#4

421 12 30
                                    

Okul çıkışında duyduklarım beni bi hayli şaşırtmıştı. Şaşırmıştı çünkü bu benim başıma ilk defa geliyordu, bir kızın benden hoşlanıp başka bir kızla haber yollaması kaç erkeğin başına gelebilir ki? Bu duruma sevinsem mi üzülsem mi bilemedim.

Düşüncelere dalarken evin önüne geldiğimi bile farketmemiştim. Kapıyı yorgun bir halde çalmaya başladım. Kapının açılmasıyla annemin "hoşgeldin" demesi aynı anda olmuştu. Bende "hoşbuldum" deyip kendimi odama atmak için sabırsızlanıyordum. Annemin bana "aç mısın?" Demesiyle duraksadım ve "hayır" deyip odama yürümeye devam ettim. Kapıyı kapatıp üzerimi değiştirirmeye başladığımda aynadan kendimi gördüm. Yaklaştım ve kendimi incelemeye, kafamı bir sağa bir sola çevirerek yan profilime bakmaya başladım.

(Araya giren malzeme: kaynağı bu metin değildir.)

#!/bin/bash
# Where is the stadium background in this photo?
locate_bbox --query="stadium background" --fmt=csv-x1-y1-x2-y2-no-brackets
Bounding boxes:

"Ulan ne yere bakan yürek yakanmışım bee" deyip güldüm. Aslında öyle Sarı saçlı, mavi gözlü, kıyafetini yırtacak cinsten kasları olan cool çocuklar gibi değildim. Kara saçlı, kara gözlü ama beyaz tenliydim. Sıradan biriyim, pek bi marifeti olmayanlardan yani. Bir kız benim gibi birinde ne bulmuş olabilir diye kendime soruyordum. Bir cevap bulmaya çalışırken üşüdüğümü farkedip üzerime bir kazak geçirdim. Cemrenin dediği kız kim olabilir diye sorguladım ama daha sınıfın önemli bir kısmını tanımıyordum bile. O sırada aklıma bişey geldi. Tabi yaa bunu ben neden daha önce düşünemedim ki..

Benden kimsenin hoşlandığı falan yok. Hepsi Cemre ve Tayfasının bana oynadığı bir oyundu. E tabii haklılar. 2 gündür onları esprilerimle ezersem onlarda bana bu oyunu layık gördüler. Ama ben bunları yer miyim?? Aslaaa.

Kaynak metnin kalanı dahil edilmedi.